Cross derivative: a universal and efficient method for phase transitions in classical spin models

TL;DR

This paper introduces a universal and efficient method using a cross derivative of Gibbs free energy to accurately identify and characterize phase transitions in various classical spin models, including trivial and exotic types.

Contribution

The authors propose a novel cross derivative approach of Gibbs free energy that effectively detects phase transitions across multiple classical spin models, regardless of their complexity.

Findings

Accurately locates critical temperatures in diverse models.

Reveals the nature of phase transitions through the cross derivative.
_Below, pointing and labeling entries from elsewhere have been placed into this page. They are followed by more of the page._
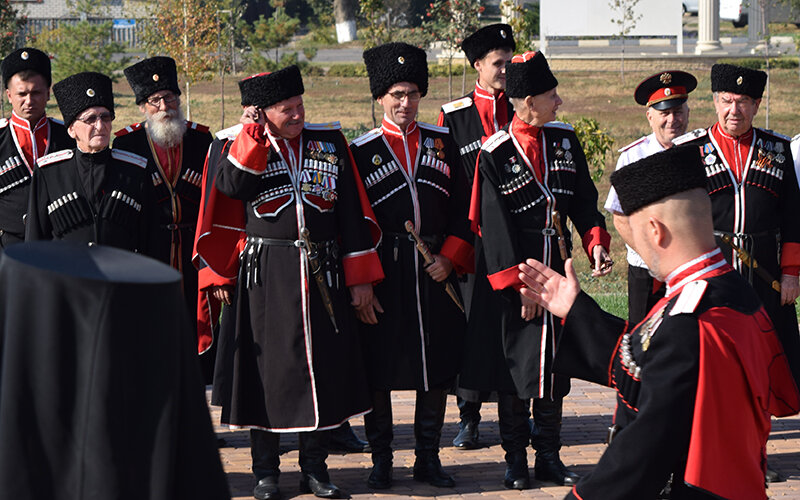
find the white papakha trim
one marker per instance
(64, 154)
(495, 140)
(463, 103)
(323, 126)
(129, 157)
Applicable to models with complex excitations and exotic transitions.

Abstract

With an auxiliary weak external magnetic field, we reexamine the fundamental thermodynamic function, Gibbs free energy F(T, h), to study the phase transitions in the classical spin lattice models. A cross derivative, i.e. the second-order partial derivative of F(T, h) with respect to both temperature and field, is calculated to precisely locate the critical temperature, which also reveals the nature of a transition. The strategy is efficient and universal, as exemplified by the 5-state clock model, 2-dimensional (2D) and 3D Ising models, and the XY model, no matter a transition is trivial or exotic with complex excitations. More importantly, other conjugate pairs could also be integrated into a similar cross derivative if necessary, which would greatly enrich our vision and means to investigate phase transitions both theoretically and experimentally.